Sometimes the information is important only to the person it belongs to -- pictures of one's firstborn, musical compositions, résumés, old e-mail, business plans, love letters. For others, it is something more: scripts for 12 then-unaired episodes of "The Simpsons"; research data for a cancer scientist at a major East Coast university.
The work is not cheap -- the bill is usually $500 to $2,000 -- but for many the information is priceless. In addition to paying the company's fees, some customers have sent wine and roses to show their gratitude.
David K. Schoenkin, executive director and asset management consultant at Oppenheimer & Co., recently lost his computer, Palm Pilot and cell phone when he dropped his shoulder bag in a Manhattan street and an 18-wheeler ran over it. He said the crunch of the truck going over his equipment was "horrible, deafening" as he thought about losing his journals from five years of travel to Kenya, Morocco, Chile and Laos and digital pictures of the paintings he created and sold years ago when he was an art student.

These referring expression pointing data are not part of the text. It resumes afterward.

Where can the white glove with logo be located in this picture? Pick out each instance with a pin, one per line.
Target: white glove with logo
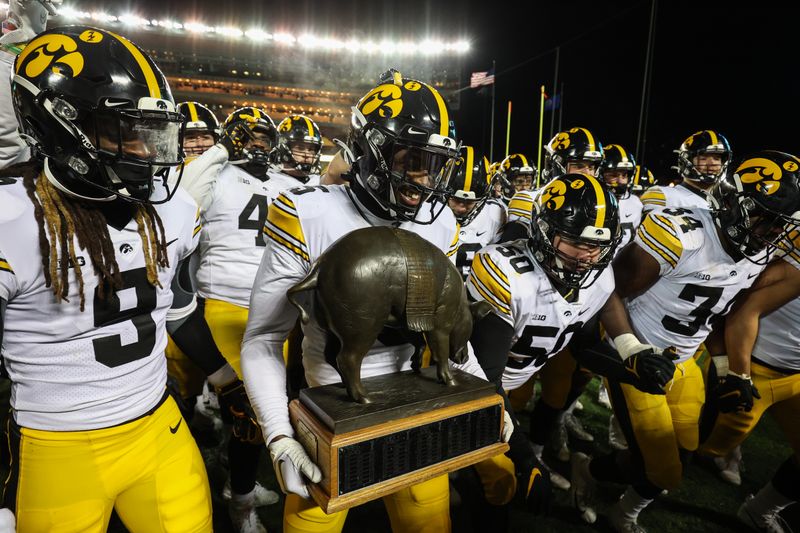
(293, 466)
(508, 427)
(627, 344)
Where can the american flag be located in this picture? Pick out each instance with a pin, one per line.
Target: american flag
(480, 79)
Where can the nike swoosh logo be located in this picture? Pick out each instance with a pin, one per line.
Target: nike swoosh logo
(412, 131)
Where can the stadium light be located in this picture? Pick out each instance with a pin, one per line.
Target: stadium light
(427, 47)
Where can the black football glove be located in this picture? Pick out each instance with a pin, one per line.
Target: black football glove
(653, 370)
(235, 409)
(535, 487)
(735, 394)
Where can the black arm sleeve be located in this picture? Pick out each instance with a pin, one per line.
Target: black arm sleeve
(491, 340)
(195, 340)
(3, 372)
(2, 318)
(514, 230)
(596, 355)
(191, 333)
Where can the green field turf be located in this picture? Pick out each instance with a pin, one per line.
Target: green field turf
(704, 503)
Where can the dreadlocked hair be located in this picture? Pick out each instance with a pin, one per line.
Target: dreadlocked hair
(62, 219)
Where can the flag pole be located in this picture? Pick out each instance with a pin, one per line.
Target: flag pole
(508, 127)
(491, 129)
(541, 127)
(641, 133)
(555, 88)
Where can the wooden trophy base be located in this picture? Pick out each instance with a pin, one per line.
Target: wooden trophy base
(414, 429)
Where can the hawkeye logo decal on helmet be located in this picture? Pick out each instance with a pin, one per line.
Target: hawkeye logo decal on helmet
(385, 99)
(286, 125)
(52, 49)
(562, 141)
(91, 36)
(553, 195)
(765, 173)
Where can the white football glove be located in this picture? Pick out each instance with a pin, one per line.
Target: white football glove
(721, 364)
(627, 344)
(508, 427)
(293, 466)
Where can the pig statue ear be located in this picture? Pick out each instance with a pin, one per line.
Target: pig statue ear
(479, 309)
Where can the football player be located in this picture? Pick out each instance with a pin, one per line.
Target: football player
(618, 171)
(233, 207)
(762, 355)
(519, 173)
(403, 160)
(572, 151)
(479, 217)
(202, 128)
(682, 272)
(547, 288)
(24, 20)
(643, 179)
(91, 237)
(703, 159)
(298, 150)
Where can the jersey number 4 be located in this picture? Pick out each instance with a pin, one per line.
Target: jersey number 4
(257, 201)
(109, 350)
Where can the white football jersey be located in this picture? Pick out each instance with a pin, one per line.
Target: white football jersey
(232, 240)
(311, 179)
(630, 216)
(304, 223)
(778, 342)
(520, 207)
(484, 229)
(698, 282)
(681, 195)
(73, 370)
(509, 278)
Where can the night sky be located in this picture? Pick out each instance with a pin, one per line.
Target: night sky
(732, 69)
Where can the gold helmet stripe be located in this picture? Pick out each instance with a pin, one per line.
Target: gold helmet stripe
(601, 201)
(192, 112)
(622, 151)
(444, 129)
(590, 138)
(468, 169)
(147, 70)
(309, 125)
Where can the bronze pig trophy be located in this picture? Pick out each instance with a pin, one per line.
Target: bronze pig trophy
(381, 276)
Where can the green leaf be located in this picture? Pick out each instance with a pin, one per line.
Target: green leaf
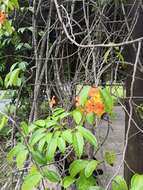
(1, 81)
(52, 146)
(52, 176)
(3, 122)
(95, 188)
(68, 181)
(137, 182)
(119, 184)
(39, 157)
(31, 180)
(67, 135)
(90, 117)
(37, 135)
(40, 123)
(91, 166)
(50, 123)
(88, 136)
(78, 143)
(77, 116)
(77, 166)
(110, 157)
(12, 78)
(8, 27)
(84, 95)
(84, 183)
(25, 128)
(61, 144)
(21, 157)
(14, 151)
(48, 137)
(41, 143)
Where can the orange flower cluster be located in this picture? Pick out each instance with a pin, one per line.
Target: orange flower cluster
(94, 103)
(2, 17)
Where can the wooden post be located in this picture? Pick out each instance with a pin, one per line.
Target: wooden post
(134, 152)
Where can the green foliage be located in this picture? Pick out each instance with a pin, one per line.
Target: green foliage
(77, 166)
(3, 121)
(108, 100)
(78, 143)
(77, 115)
(50, 136)
(32, 179)
(137, 182)
(84, 183)
(119, 184)
(68, 181)
(19, 152)
(88, 136)
(90, 117)
(91, 166)
(51, 176)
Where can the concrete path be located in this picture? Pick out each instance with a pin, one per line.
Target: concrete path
(115, 142)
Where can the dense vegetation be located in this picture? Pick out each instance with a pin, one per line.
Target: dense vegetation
(61, 62)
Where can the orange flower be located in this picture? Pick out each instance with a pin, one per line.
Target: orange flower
(99, 109)
(90, 106)
(93, 92)
(52, 102)
(77, 102)
(2, 17)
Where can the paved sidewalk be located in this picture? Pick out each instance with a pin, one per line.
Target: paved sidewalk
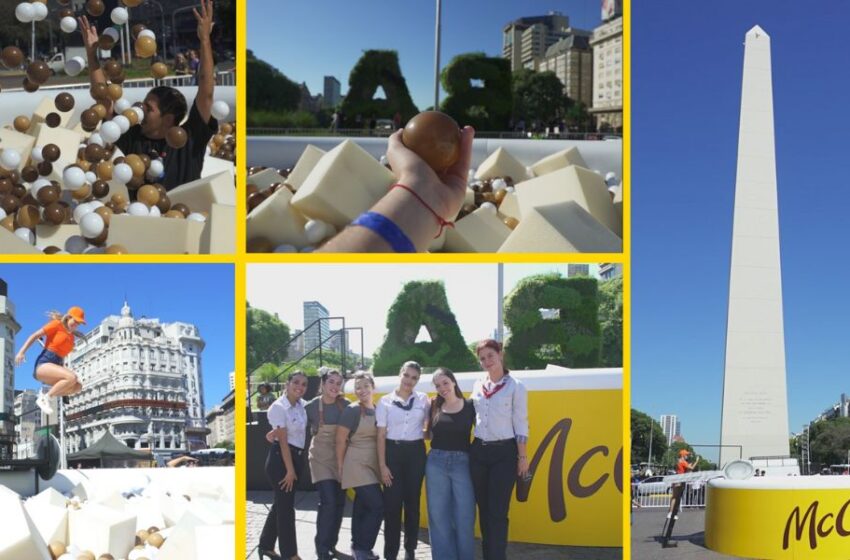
(305, 505)
(688, 534)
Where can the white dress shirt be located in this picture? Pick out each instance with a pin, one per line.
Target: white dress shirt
(293, 418)
(403, 425)
(505, 414)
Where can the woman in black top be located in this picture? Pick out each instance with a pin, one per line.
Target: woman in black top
(451, 502)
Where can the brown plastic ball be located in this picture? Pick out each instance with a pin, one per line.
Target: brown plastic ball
(50, 153)
(145, 47)
(22, 123)
(435, 137)
(176, 137)
(12, 57)
(64, 102)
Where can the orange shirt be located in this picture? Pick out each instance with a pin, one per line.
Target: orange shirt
(60, 341)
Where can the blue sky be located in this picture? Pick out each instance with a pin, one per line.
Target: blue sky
(307, 40)
(687, 67)
(201, 294)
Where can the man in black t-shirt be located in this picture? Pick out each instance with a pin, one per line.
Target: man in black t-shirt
(165, 107)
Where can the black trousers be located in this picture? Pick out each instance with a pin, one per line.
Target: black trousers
(406, 461)
(493, 469)
(280, 523)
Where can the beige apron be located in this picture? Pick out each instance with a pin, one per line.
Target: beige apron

"You have to understand how devastating this was. Every single piece of electronic detail in my life was lost," he said.
DriveSavers managed to recover everything.
Not everyone is so fortunate. Ed Sit, the no-nonsense 49-year-old who is the clean-room manager, has the difficult job of giving people bad news. Some customers politely thank him for trying, Sit said. Others want to cast blame. They think that if they talk to his boss or if they pay more money they can get a different result. Sit said he thinks to himself: "I'm sorry -- but if your relative is dead in a hospital, even millions and millions of dollars are just not going to bring him back."